Kim visited, and we talked through a few options for her silicone bioreactor stretching setup. The basic setup would involve having a silicone part with some Tyvek sheets molded in on each side. This would then be attached to an 8mm shaft that turns to give the stretch. An 8mm shaft gives about 24mm of movement per full rotation, and there will be one on each side. Even if rotation is limited to half a rotation, that provides about 24 mm of stretch, which is more than the 10% needed on a 100mm silicone surface.

This week:

The vase got printed! Due to the low-poly render, the edges are quite sharp, so there is a lot of ghosting on the surfaces. Not great, but at least it works.

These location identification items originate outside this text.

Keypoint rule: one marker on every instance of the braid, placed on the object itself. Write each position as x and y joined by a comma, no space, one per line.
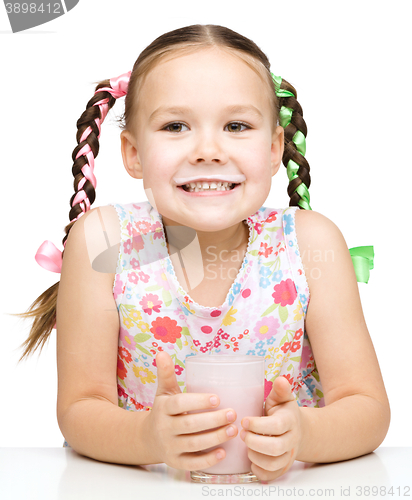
291,119
85,152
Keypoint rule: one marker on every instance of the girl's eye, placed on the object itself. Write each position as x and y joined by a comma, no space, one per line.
237,126
177,127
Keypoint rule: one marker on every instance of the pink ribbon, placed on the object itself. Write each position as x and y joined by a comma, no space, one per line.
48,256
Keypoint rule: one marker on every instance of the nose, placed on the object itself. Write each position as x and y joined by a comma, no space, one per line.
208,148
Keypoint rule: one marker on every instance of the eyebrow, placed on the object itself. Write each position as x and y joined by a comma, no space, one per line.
176,110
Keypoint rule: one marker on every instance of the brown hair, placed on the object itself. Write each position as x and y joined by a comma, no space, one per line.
171,44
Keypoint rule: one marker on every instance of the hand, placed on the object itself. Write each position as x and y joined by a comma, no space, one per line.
178,438
274,440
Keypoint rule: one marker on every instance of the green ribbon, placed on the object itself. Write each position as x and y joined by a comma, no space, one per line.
362,259
285,116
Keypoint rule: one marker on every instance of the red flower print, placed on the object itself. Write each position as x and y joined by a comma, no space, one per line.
265,250
121,369
127,247
178,369
286,346
268,388
137,405
157,230
120,391
138,243
298,334
125,354
258,227
166,330
285,293
118,287
150,303
272,217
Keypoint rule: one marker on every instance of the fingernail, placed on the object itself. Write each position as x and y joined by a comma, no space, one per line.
230,416
230,431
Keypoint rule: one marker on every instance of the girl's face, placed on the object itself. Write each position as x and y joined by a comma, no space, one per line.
206,113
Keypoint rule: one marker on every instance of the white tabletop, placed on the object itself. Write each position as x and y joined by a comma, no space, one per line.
62,474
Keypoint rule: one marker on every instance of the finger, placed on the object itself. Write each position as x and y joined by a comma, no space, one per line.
268,462
274,446
198,422
207,439
281,393
191,402
269,426
166,376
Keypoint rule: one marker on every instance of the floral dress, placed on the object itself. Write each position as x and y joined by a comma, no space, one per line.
263,314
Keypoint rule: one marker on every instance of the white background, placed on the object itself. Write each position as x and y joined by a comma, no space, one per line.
350,64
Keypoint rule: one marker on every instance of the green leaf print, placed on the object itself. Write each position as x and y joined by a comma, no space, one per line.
141,337
283,313
185,331
167,297
270,309
145,351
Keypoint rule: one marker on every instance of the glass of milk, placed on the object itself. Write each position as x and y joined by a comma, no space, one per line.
239,382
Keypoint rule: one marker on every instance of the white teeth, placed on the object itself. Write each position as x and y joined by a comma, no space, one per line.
204,186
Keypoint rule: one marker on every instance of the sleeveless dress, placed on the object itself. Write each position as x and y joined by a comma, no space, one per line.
263,314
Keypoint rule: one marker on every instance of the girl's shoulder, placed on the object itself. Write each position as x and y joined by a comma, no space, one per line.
323,250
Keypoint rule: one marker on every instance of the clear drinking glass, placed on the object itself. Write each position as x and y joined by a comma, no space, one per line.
239,383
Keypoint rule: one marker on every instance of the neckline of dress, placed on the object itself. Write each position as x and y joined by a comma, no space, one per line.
178,286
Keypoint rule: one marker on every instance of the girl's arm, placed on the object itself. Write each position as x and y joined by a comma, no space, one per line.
87,344
87,403
356,417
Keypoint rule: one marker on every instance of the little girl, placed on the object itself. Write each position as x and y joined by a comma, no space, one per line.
204,267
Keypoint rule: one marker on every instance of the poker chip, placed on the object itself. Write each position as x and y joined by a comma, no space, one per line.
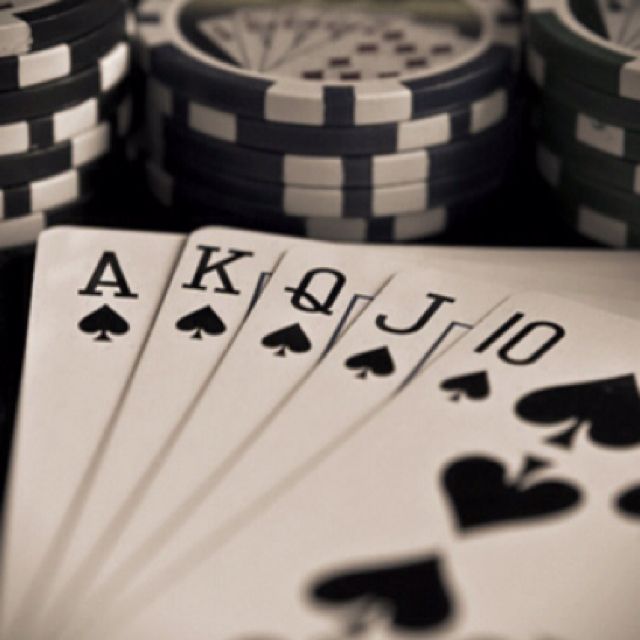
182,148
44,99
19,72
438,128
571,127
50,129
273,114
184,193
54,191
617,172
583,57
361,202
601,227
592,42
427,224
323,64
561,88
78,151
32,25
580,190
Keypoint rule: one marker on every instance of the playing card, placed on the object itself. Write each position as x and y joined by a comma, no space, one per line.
415,318
312,297
219,277
495,497
94,296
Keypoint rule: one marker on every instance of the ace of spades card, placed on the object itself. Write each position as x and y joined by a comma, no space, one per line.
94,297
341,553
220,275
418,315
314,294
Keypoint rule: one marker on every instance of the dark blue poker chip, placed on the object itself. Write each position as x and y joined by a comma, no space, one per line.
365,64
183,149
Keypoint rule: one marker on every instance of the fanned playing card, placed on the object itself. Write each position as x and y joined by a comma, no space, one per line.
452,513
312,297
220,276
95,294
415,318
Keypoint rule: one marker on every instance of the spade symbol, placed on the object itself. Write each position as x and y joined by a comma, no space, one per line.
474,386
104,321
204,320
481,494
291,338
377,361
610,408
629,502
410,595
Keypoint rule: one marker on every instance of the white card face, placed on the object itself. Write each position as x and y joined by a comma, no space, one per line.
94,297
415,318
313,295
220,274
497,496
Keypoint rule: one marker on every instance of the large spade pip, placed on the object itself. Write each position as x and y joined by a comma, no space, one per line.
608,409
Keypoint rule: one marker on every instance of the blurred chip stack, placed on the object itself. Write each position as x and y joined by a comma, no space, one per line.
361,121
583,56
64,109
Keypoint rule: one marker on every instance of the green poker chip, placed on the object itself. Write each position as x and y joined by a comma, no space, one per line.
571,128
591,41
578,189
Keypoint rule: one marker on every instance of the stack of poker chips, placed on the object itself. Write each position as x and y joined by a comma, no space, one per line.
64,108
385,120
583,56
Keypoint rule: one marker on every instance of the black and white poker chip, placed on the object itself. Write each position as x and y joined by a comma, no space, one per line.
327,63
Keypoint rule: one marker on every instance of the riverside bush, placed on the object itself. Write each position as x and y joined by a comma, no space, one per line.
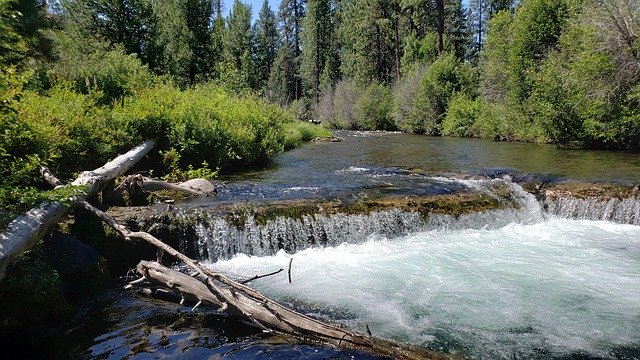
462,113
349,106
71,131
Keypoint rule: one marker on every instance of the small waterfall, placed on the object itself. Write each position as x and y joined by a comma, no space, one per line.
219,238
622,211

I also started with a project to print parts containers, like little parts bins that I can arrange on a grid. Single wall for this is not great, and my printer seems to have a few problems with the bottom 5mm of the prints, so this was not a huge success. Yet.

Steph brought along a cardboard plane that he wants to put radio control onto. It might be too heavy for the motors he has, so we discussed some alternative materials and design. We went into propeller selection and gearing as well.

Kolijn worked on the layout for the TTN GPS board and chatted a bit about how it works with Jan, who helped set up the hi-sites for this and had some ideas around power saving for the GPS module.

The motors and motor drivers for the MaslowCNC arrived! Jan and Otto got the motors turning with PWM and reading the encoders. At the end of the evening, they got the motors to run 5000 encoder steps and then reverse for 5000 steps, so we now have some confidence that it all works together.

We also spent some time discussing the layout of the frame for the MaslowCNC, taking into account that we want to cut right to the edges of a 4X8 foot board.